4 Lab 4: Iron
4.1 Getting the R Markdown lab template
Begin by creating a new folder called Lab4-Iron
in your CHEM101_FirstnameLastname
folder. Next, follow steps similar to those found in the GIF in Section 1.1, but select the Iron Analysis R Markdown template and save your file in the newly created Lab4-Iron
folder as lab4.Rmd
.
4.2 The parts of the lab template
4.2.1 YAML
Refer back to The YAML header section in Chapter 1 for a review on what the entries here mean. Remember to be careful with spacing!
4.2.2 Initial R Chunk
Remember that the chemistr
package automatically loads in many useful packages for you. It is loaded here in the setup
chunk and will need to be loaded in order to complete the plots in this lab.
4.2.3 Results chunk
As with previous labs, here you’ll enter the values for Iron
and Absorbance
and create a data frame named iron_data
that pairs these two vectors together. Remember that Iron
and Absorbance
must be of the same length (have the same number of values) for the data_frame
function to work.
4.2.4 Plot chunk
We are interested in fitting a linear regression line using Iron
as our predictor variable and Absorbance
as our response variable here. Make sure to add labels to your plots and include an appropriate figure caption in the R chunk option fig.cap
following the guidelines in the commented R code in the plot1
chunk.
4.2.5 Calculations
In this block of code you’ll be doing some statistical calculations. If you’d like to use R to do so, you’ll need to first download the data file from Moodle and read it into an object in R. So, for example, if the data was saved as a CSV file called iron_class.csv
, you could use the following code after you have Uploaded the file onto your directory on the RStudio Server.
iron_class <- read.csv("iron_class.csv")
Now that you have the data read in, you can use the group_by
, summarize
, and mutate
functions in R to calculate averages, standard deviations, and confidence intervals. If the name of our iron variable for the class is iron
, we can use the summarize
function to calculate the mean (average), standard deviation, and n (how many values are in our sample). We can then use the mutate
function to create new columns corresponding to the lower value of the confidence interval and the upper value of the confidence interval:
iron_class %>%
summarize(mean.iron = mean(iron, na.rm = TRUE),
sd.iron = sd(iron, na.rm = TRUE),
n.iron = n()) %>%
mutate(se.iron = sd.iron / sqrt(n.iron),
lower.ci.iron = mean.iron - qt(1 - (0.1 / 2), n.iron - 1) * se.iron,
upper.ci.iron = mean.iron + qt(1 - (0.1 / 2), n.iron - 1) * se.iron)
To review, the iron_class
data frame is passed into the summarize
function, which creates three new variables mean.iron
, sd.iron
, and n.iron
. We need to determine n.iron
in order to calculate the standard error denoted as se.iron
. We can then put it all together to calculate the confidence interval. Note here that instead of looking up the values in the \(t\) table we can have R look them up for us at the 90% level (this corresponds to the 95th percentile value in the \(t\) distribution with n.iron - 1
degrees of freedom).
4.2.6 The remainder of the lab
Lastly, you’ll need to include a picture of your calculations if you didn’t use R and also a discussion of your results following the directions in the template.
4.3 Note on white space
As you look over the R Markdown document you’ll see that there is always a new line of white space between the discussion and the R chunks and also between each of the R chunks. It is highly recommended that you also follow this workflow. You’ll receive some strange errors at times if you try to stack everything together and it’s also much harder to follow for another reader of your document if you have everything bunched together. White space is your friend!
4.4 Spell-check
Just as I’m sure your English teachers have told you to spell check your documents before submitting, you are also encouraged to do so here. There is a built-in spell check option found near the Knit button.

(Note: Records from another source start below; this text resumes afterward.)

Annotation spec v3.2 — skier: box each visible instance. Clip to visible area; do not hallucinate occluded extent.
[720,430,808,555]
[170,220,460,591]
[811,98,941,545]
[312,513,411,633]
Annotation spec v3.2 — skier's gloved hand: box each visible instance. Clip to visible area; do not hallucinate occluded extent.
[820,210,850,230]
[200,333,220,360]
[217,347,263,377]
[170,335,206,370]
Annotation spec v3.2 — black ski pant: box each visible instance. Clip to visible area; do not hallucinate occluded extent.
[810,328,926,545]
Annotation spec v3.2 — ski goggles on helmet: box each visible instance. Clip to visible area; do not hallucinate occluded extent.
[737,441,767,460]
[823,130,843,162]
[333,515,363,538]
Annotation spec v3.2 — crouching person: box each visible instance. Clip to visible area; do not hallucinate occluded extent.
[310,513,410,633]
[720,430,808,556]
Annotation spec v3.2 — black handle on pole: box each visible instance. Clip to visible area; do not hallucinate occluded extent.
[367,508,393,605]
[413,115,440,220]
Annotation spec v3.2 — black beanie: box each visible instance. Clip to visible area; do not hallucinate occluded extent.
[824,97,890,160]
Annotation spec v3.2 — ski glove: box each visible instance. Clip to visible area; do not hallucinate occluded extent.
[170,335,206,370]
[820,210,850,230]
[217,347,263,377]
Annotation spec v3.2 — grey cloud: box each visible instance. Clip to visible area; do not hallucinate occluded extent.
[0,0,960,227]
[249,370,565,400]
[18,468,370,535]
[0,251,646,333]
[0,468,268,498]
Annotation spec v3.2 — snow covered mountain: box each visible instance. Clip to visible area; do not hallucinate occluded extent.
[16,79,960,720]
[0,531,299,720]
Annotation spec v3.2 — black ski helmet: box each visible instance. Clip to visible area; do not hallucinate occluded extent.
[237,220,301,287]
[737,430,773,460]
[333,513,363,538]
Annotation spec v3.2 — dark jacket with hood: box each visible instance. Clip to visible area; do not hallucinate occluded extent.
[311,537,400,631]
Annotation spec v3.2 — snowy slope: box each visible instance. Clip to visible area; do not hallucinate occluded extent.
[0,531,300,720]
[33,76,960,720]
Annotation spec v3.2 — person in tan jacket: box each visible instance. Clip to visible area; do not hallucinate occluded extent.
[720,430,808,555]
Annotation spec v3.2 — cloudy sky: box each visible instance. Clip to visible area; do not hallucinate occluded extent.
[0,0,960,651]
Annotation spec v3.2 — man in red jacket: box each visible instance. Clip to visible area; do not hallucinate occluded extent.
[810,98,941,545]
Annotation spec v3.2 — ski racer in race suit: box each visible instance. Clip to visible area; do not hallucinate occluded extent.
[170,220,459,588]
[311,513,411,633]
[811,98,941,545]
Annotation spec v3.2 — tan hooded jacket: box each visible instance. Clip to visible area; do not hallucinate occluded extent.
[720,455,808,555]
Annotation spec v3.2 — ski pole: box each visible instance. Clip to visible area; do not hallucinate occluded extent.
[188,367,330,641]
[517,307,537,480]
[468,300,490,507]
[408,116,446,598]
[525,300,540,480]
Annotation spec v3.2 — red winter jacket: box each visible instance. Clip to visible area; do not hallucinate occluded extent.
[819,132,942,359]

Please run this and carefully read over your lab report before converting it to a PDF and submitting it to Moodle.
4.5 Converting your Word document to PDF
The directions for each lab on Moodle say to upload a PDF version of your lab. You’ll see how to create this PDF from inside Microsoft Word for Mac. A similar procedure can be done using LibreOffice (https://www.libreoffice.org/download/libreoffice-fresh/) on Linux, Mac, or Windows machines or Microsoft Word on a PC. You may also have the option to Save As a PDF there and you can get to this option by going to File -> Save As -> File Format: -> PDF on the Mac if you prefer.
4.6 Note on requesting help
It is extremely helpful for us if you can share a link to your RStudio Project in any emails requesting help. This link is available by going to your RStudio project in the top right corner of RStudio, clicking on it and then selecting Share Project, and then select Sharing as seen in the screenshots below.
The link is given in the Project URL. Please copy this entire link into the body of your emails to Danielle or I so that we can quickly look into your errors.